Já Helena Margarido, especialista em criptomoedas da Monett, que participou da audiência pública do Congresso sobre o projeto de lei original, de 2015, pondera que, apesar da maior segurança dada ao usuário, regulações, quando mais rigorosas, podem deixar o mercado menos atrativo para o investidor.
“Acho que elas tendem, num curto prazo, a desincentivar o empreendedorismo e a inovação, principalmente quando falamos de tecnologia. A partir do momento em que você tem um ambiente regulado, você dá menos espaço para as pessoas poderem criar e desenvolver soluções e serviços novos. Acho que tem esse lado ruim”, comenta.
Regulamentação específica ainda por vir
Embora o PL estabeleça diretrizes como a necessidade de licença de operação das exchanges, muitas das questões relativas à norma dependerão de regulamentação específica do Poder Executivo para se tornarem efetivas, explica Rodrigo.
Segundo o texto aprovado, o Poder Executivo ficará responsável por escolher o órgão regulador de criptomoedas no país, que ainda não foi definido.
Os especialistas mencionam que, se as regras vierem muito pesadas, um dos efeitos negativos gerar uma diminuição do número de players no mercado, e o consumidor poderia, eventualmente, ter menos opções para transacionar criptomoedas no país.
“A depender da regulamentação específica e dos parâmetros exigidos para obtenção de licença pelas exchanges, a exemplo do capital social mínimo, os pequenos players poderão enfrentar dificuldades no cumprimento dos requisitos em questão, resultando em maior concentração do mercado”, afirma Caldas.
Segundo Helena, com as corretoras internacionais, atualmente, a competição está bem acirrada e, por isso, o cenário é benéfico para o consumidor, que pode optar por exchanges que cobram menos taxas, ou por aquelas que operam somente dentro do país.
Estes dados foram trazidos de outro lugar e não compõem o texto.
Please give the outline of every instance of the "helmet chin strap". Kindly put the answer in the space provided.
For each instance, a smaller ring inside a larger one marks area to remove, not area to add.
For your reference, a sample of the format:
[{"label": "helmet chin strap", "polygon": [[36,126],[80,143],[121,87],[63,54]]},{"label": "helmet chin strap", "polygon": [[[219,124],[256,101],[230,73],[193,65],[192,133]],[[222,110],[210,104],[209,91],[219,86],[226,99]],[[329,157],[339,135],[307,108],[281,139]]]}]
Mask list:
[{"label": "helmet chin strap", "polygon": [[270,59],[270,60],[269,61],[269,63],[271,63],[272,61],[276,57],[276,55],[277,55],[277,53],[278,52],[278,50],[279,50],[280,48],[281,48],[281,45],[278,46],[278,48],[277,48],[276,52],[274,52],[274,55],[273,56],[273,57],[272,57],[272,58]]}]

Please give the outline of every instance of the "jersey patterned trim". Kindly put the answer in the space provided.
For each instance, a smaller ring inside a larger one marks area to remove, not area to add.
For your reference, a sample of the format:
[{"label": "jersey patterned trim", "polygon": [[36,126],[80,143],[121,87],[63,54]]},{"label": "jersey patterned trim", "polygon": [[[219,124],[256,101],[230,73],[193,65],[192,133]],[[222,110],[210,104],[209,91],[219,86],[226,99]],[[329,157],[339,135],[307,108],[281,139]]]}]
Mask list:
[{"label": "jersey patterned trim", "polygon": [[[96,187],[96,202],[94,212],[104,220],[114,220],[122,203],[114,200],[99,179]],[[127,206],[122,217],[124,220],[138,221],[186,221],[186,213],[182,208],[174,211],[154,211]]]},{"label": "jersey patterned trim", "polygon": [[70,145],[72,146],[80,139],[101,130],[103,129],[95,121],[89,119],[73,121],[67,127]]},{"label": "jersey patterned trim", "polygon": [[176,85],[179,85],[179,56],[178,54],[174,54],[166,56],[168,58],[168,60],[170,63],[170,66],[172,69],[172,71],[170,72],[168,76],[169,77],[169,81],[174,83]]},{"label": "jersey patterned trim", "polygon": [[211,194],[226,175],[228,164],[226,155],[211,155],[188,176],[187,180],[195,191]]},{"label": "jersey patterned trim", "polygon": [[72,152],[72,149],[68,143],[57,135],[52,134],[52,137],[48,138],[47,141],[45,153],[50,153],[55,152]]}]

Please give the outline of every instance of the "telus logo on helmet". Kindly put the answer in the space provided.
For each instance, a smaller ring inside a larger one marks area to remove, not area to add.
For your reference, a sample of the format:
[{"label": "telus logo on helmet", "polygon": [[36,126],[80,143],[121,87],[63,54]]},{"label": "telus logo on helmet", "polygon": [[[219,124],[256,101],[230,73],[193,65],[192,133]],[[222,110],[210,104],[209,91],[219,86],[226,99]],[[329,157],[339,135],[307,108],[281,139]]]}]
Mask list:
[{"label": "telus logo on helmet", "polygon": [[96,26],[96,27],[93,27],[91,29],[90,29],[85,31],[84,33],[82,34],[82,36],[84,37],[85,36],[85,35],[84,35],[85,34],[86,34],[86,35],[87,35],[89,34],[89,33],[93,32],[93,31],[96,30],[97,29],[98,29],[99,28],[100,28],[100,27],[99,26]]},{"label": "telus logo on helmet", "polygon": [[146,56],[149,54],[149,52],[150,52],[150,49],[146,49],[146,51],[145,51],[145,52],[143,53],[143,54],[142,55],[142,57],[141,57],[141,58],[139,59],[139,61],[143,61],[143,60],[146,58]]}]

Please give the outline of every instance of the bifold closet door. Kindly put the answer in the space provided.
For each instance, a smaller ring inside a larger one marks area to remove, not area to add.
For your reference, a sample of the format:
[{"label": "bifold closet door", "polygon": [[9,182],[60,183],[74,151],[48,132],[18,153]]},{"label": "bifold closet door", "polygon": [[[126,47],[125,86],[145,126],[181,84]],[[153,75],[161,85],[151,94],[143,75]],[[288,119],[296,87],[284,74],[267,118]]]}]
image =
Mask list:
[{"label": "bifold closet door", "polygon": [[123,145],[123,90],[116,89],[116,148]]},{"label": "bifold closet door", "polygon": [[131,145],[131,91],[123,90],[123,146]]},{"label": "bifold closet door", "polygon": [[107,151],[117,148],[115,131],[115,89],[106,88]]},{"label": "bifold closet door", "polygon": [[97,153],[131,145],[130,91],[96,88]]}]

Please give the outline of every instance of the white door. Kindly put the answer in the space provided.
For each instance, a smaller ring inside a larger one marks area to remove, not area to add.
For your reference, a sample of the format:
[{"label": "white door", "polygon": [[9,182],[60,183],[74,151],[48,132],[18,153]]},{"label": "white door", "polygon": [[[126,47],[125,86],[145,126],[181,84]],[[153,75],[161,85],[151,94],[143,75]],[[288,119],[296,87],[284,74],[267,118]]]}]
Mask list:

Mas ela afirma temer que a regulamentação de criptomoedas restrinja a quantidade de opções dos usuários.
Margarido e Caldas comentam ainda que a regulamentação não terá muito impacto no preço dos ativos, mas que pode influenciar nas taxas que as corretoras cobram, no preço do serviço. Rodrigo acrescenta, no entanto, que a lei não deve produzir muito efeito para quem não negocia por meio das exchanges.
Prós e contras da regulação de criptoativos
O advogado comenta também que, dentre os pontos positivos do PL como está agora, estão mais um avanço no reconhecimento do setor, a definição de ativos virtuais, o alinhamento às diretrizes internacionais de combate à lavagem de dinheiro e financiamento ao terrorismo, a alíquota zero de impostos para importação, e a industrialização de hardwares e softwares necessários ao desenvolvimento do setor.
Além disso, ele acrescenta como benefício o fato de que o texto também determina ao Poder Executivo a regulamentação específica, possibilitando uma regulamentação mais técnica e ágil.
Já quanto aos possíveis pontos negativos, Caldas destaca a ausência de prazo para definição do ente responsável pela regulamentação específica e pela sua edição, a falta de definição de questões específicas relativas a DeFi, DAO e NFTs, e o não estabelecimento de parâmetros quanto às bases da autorização para as prestadoras de serviços de ativos digitais.